She said while the advanced economies’ credit ratings remained under pressure from high levels of debt and rising pension liabilities, the investment case for EM debt would continue to strengthen.
While EM countries have seen a fair amount of rating downgrades this year, due to the political uprisings in the MENA region, the average ratings of these nations have been in a long-term upward trend.
In 1994 the average rating was BB-, while by 2010 it had moved to investment grade BBB-, and so far in 2011 the sector has seen more upgrades than downgrades.
Comparatively, developed economies have seen no genuine upgrades since 2004 (Japan was upgraded in 2007, but this was subsequently reversed) and have seen a number of downgrades, with the US loss of its AAA rating the most high profile.

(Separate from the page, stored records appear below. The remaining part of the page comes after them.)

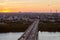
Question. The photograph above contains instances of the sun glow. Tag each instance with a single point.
(5, 10)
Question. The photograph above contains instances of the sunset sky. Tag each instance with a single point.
(29, 5)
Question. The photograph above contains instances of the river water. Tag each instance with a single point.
(41, 35)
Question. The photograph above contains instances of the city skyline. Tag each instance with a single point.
(29, 5)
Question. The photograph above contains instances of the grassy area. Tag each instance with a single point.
(18, 26)
(49, 26)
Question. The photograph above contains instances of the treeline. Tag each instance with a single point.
(18, 26)
(49, 26)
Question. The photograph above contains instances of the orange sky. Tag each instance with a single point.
(29, 5)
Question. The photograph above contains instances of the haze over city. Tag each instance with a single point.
(29, 5)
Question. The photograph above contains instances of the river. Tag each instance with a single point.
(41, 35)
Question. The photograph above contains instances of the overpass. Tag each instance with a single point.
(31, 33)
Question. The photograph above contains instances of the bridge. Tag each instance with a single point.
(31, 33)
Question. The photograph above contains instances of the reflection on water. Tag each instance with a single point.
(41, 36)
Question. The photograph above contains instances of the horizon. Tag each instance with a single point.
(30, 5)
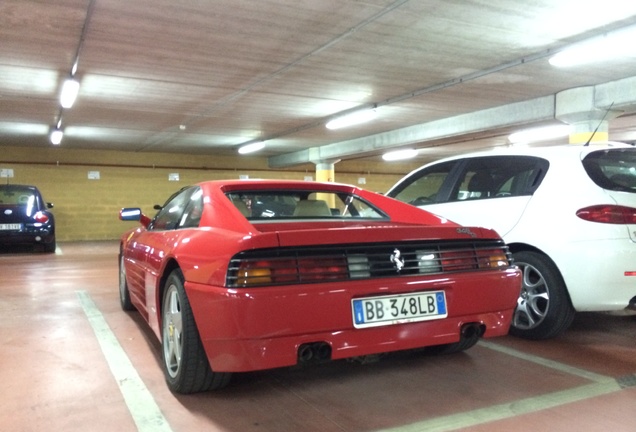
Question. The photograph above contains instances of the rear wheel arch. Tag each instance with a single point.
(170, 266)
(556, 317)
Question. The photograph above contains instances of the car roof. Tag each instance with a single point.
(276, 184)
(549, 151)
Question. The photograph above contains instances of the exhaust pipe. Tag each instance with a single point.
(472, 331)
(314, 351)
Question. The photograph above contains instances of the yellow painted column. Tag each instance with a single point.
(325, 172)
(577, 107)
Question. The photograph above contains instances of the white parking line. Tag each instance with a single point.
(508, 410)
(545, 362)
(142, 406)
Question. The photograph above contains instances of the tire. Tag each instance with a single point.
(124, 293)
(543, 309)
(185, 363)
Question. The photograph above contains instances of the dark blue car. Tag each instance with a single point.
(25, 218)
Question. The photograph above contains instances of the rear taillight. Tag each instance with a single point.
(41, 217)
(606, 213)
(282, 271)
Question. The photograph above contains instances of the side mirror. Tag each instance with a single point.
(130, 214)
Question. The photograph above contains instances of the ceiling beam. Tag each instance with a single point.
(622, 93)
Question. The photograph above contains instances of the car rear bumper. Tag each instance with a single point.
(608, 280)
(27, 237)
(263, 328)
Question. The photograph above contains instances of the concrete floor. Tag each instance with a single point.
(72, 360)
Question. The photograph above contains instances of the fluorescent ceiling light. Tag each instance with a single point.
(354, 118)
(251, 148)
(612, 45)
(56, 136)
(400, 154)
(70, 89)
(539, 134)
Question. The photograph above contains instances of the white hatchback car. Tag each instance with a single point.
(568, 214)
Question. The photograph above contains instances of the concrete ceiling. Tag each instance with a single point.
(206, 76)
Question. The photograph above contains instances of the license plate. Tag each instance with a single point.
(398, 309)
(10, 227)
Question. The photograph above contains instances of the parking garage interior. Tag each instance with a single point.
(170, 92)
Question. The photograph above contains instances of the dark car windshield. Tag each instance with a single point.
(613, 169)
(302, 204)
(17, 195)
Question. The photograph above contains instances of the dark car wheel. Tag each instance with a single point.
(184, 360)
(124, 293)
(543, 308)
(50, 247)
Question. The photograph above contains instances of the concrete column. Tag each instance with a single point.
(325, 171)
(577, 108)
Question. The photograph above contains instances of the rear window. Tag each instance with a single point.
(299, 205)
(613, 169)
(12, 195)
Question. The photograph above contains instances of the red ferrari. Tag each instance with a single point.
(236, 276)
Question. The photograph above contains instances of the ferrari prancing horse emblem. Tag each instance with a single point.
(397, 260)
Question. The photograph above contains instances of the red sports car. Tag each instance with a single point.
(237, 276)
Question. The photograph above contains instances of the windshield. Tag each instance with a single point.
(613, 169)
(302, 204)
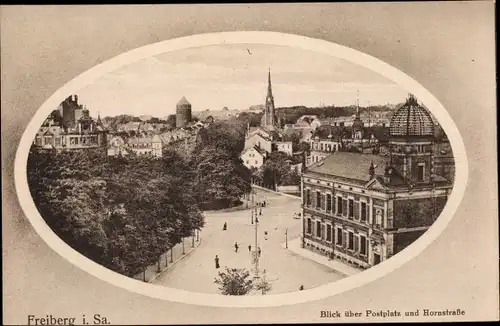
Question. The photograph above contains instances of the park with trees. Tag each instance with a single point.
(121, 212)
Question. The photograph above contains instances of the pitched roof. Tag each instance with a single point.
(350, 165)
(183, 101)
(259, 150)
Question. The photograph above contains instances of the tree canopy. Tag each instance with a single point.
(122, 212)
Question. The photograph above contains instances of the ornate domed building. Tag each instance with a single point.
(361, 209)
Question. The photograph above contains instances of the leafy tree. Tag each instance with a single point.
(122, 212)
(234, 281)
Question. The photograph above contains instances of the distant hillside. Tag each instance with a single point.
(291, 114)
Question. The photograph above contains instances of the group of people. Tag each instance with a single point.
(236, 247)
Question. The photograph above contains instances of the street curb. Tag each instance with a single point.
(276, 192)
(175, 262)
(315, 261)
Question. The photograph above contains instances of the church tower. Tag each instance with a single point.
(269, 114)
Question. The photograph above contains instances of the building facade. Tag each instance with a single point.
(70, 127)
(362, 209)
(183, 115)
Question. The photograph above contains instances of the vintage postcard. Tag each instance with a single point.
(262, 163)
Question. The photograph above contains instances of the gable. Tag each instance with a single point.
(375, 185)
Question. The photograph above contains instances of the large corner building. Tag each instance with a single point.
(363, 208)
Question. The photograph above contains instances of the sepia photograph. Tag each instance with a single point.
(216, 164)
(224, 169)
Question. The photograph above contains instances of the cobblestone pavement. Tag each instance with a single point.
(285, 270)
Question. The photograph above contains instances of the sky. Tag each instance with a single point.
(235, 76)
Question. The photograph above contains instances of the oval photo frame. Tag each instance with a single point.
(216, 300)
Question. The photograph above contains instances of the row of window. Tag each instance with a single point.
(343, 238)
(323, 147)
(347, 207)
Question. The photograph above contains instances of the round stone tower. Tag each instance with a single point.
(183, 113)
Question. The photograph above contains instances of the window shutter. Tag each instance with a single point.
(356, 210)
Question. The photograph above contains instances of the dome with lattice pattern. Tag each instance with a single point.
(411, 120)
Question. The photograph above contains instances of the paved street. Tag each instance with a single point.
(285, 270)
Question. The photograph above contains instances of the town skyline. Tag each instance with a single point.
(235, 76)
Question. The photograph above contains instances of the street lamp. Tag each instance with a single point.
(256, 252)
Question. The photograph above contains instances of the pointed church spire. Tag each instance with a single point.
(269, 114)
(371, 170)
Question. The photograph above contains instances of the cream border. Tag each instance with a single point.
(204, 299)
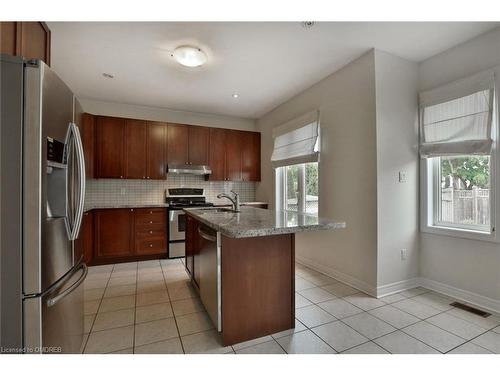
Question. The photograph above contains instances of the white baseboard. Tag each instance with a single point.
(478, 300)
(396, 287)
(337, 275)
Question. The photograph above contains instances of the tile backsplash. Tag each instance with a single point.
(102, 192)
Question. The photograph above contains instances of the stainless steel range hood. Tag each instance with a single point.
(189, 169)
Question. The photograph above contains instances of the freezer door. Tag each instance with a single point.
(11, 115)
(54, 321)
(49, 190)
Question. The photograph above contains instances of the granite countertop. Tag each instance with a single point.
(258, 222)
(131, 205)
(229, 204)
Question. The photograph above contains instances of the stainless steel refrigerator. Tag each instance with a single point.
(42, 199)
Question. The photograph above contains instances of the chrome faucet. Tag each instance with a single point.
(235, 201)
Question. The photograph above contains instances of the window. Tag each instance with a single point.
(295, 157)
(298, 188)
(457, 149)
(462, 197)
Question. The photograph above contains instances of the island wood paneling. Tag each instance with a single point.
(258, 287)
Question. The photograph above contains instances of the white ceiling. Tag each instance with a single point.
(266, 63)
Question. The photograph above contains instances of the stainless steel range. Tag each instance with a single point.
(177, 199)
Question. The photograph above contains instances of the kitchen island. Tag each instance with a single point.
(243, 266)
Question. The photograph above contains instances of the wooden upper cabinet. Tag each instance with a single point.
(217, 154)
(178, 144)
(135, 149)
(114, 232)
(8, 38)
(156, 150)
(110, 135)
(87, 133)
(250, 156)
(199, 138)
(233, 155)
(28, 39)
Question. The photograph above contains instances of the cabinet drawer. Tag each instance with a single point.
(147, 227)
(155, 218)
(149, 211)
(150, 232)
(147, 245)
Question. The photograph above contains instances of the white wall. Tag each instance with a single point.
(396, 83)
(164, 114)
(467, 267)
(347, 174)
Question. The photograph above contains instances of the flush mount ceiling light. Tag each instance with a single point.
(189, 56)
(307, 24)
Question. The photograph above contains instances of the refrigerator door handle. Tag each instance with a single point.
(73, 224)
(76, 284)
(81, 181)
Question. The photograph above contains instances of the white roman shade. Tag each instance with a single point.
(456, 118)
(296, 141)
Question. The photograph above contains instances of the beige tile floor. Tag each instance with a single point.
(150, 307)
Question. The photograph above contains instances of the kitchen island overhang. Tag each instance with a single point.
(243, 266)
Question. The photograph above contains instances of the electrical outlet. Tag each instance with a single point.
(404, 254)
(403, 176)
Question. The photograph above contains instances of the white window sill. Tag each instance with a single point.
(460, 233)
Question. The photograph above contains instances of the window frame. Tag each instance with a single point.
(429, 191)
(281, 189)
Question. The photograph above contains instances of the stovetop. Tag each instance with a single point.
(188, 203)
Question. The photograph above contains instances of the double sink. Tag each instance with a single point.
(217, 209)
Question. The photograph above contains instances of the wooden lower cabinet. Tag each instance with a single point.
(257, 281)
(192, 248)
(87, 236)
(150, 231)
(129, 234)
(113, 233)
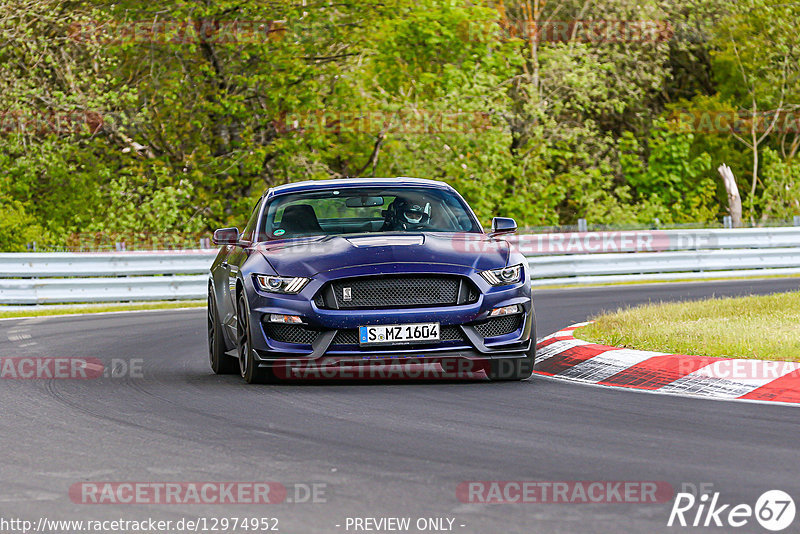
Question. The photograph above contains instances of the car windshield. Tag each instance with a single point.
(366, 210)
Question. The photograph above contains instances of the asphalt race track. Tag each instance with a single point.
(381, 448)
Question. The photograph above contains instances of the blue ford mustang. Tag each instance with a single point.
(355, 272)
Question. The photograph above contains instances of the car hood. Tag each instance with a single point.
(309, 256)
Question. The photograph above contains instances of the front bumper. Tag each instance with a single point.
(329, 335)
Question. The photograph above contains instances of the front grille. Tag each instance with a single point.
(499, 326)
(350, 336)
(397, 292)
(291, 333)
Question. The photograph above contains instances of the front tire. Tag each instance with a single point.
(248, 367)
(221, 363)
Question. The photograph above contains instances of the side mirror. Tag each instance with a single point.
(226, 236)
(503, 225)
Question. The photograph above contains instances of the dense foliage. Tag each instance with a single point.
(129, 117)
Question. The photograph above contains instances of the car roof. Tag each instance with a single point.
(316, 185)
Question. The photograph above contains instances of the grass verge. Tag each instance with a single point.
(757, 327)
(39, 311)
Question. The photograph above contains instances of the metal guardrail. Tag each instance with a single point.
(576, 258)
(62, 277)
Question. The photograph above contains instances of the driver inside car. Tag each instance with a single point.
(407, 214)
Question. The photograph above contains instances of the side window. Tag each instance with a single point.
(247, 233)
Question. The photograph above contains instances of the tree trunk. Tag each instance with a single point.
(734, 200)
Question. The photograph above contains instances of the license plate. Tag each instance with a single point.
(398, 333)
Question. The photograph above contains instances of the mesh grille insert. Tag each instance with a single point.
(499, 326)
(291, 333)
(417, 291)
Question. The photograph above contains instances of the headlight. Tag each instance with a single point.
(504, 276)
(290, 285)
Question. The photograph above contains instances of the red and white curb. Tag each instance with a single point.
(562, 356)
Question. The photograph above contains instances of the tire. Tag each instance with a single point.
(248, 367)
(221, 363)
(501, 370)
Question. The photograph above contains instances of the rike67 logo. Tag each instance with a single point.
(774, 510)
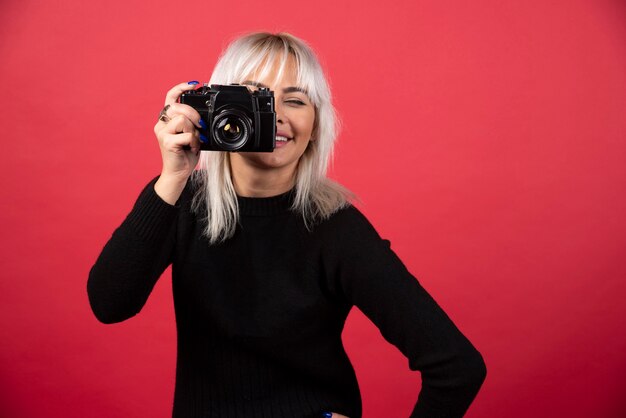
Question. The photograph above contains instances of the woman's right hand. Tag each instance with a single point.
(179, 141)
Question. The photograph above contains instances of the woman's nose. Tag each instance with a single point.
(280, 115)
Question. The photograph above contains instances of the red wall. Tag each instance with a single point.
(485, 138)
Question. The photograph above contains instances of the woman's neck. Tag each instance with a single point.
(258, 182)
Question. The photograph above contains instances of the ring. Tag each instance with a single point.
(163, 114)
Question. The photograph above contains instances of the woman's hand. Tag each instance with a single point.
(179, 142)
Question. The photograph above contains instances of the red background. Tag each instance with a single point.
(486, 140)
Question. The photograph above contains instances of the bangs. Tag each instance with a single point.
(255, 59)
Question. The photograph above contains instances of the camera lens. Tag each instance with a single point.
(231, 129)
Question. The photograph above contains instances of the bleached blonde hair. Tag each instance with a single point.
(317, 197)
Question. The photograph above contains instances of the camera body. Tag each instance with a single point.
(236, 119)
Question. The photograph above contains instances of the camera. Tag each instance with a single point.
(236, 119)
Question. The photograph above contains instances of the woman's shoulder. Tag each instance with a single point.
(347, 221)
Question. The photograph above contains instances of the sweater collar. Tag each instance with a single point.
(263, 206)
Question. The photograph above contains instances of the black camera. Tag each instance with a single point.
(236, 118)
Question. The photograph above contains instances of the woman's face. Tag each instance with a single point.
(295, 117)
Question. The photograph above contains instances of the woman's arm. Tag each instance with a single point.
(141, 248)
(133, 259)
(374, 279)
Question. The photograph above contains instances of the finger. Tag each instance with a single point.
(173, 95)
(179, 124)
(189, 112)
(179, 142)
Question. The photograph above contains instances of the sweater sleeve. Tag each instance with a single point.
(133, 259)
(374, 279)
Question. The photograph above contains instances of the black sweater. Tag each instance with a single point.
(259, 317)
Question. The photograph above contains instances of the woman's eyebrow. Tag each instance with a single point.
(292, 89)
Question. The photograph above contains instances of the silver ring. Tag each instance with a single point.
(163, 114)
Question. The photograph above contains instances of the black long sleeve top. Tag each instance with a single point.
(259, 317)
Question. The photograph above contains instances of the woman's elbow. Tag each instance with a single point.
(474, 370)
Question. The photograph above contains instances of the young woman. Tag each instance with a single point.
(268, 258)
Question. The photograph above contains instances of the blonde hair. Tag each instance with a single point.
(316, 196)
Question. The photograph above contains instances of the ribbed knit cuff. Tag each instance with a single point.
(152, 217)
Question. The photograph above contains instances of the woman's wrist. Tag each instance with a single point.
(169, 188)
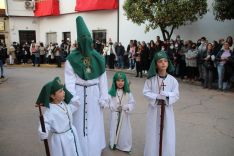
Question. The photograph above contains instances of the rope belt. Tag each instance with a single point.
(85, 103)
(62, 132)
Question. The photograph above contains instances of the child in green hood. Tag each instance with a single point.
(60, 132)
(160, 86)
(121, 104)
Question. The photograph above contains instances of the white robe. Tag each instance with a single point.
(63, 139)
(88, 120)
(150, 91)
(124, 142)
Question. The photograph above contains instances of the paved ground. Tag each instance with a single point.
(204, 118)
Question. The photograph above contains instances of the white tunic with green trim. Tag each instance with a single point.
(63, 140)
(150, 91)
(88, 120)
(124, 142)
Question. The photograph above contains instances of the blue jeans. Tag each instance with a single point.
(131, 63)
(120, 61)
(1, 66)
(221, 84)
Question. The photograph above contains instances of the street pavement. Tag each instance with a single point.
(204, 118)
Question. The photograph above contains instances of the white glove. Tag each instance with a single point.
(125, 108)
(112, 107)
(43, 135)
(164, 93)
(161, 97)
(212, 57)
(103, 105)
(75, 100)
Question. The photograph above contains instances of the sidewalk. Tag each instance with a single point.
(130, 72)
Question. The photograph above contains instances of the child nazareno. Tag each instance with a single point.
(121, 105)
(160, 89)
(60, 132)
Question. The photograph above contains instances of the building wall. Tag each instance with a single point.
(207, 26)
(23, 23)
(17, 8)
(97, 20)
(6, 27)
(67, 23)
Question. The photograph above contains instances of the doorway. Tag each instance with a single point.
(27, 36)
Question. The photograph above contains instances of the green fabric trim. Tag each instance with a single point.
(119, 75)
(153, 68)
(86, 62)
(96, 66)
(50, 88)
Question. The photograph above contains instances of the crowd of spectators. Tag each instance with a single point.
(209, 62)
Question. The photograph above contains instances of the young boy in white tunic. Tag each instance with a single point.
(160, 86)
(61, 134)
(121, 105)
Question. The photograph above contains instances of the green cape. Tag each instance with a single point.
(119, 75)
(153, 68)
(86, 62)
(50, 88)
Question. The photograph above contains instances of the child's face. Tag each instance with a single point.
(162, 64)
(58, 96)
(120, 83)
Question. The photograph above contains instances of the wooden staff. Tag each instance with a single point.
(118, 128)
(43, 130)
(162, 103)
(120, 122)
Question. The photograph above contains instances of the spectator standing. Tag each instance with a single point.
(208, 66)
(224, 58)
(119, 49)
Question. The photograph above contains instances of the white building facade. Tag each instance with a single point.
(24, 26)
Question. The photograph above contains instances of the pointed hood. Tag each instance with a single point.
(83, 37)
(85, 61)
(50, 88)
(153, 68)
(119, 75)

Williamson said the trend towards higher debt ratings in emerging markets was set to continue as rating agencies absorbed their relatively strong ability to service their debt and the lack of social entitlements on their books.
EM corporates plug the gap
But emerging market countries have relatively low financing needs due to their much smaller debt-to-GDP ratios, greater investment reserves and higher growth rates. So could demand for the sector outstrip supply if it becomes more appealing to investors?
"In the past, a number of EM countries’ debt rating was held back because politics was taken into account and given a more negative weight. There are a number of countries where politics are much calmer than they used to be and we would expect their ratings to improve," said Williamson.
"In countries that do not issue a lot of sovereign bonds, what has happened is corporates issue a fair amount. There could be a scarcity of country debt but if you are willing to have a little more risk and buy a state owned enterprise corporate bonds, you are getting a fair amount of pick-up from them now."
She said debt issued by EM corporates was worth $180bn, almost double the amount issued by sovereigns, and different EM countries would also enter the market to keep the sector fresh.
For example, Namibia and Senegal have issued their debut euro bonds this year, which Williamson said was testament to its dynamic nature.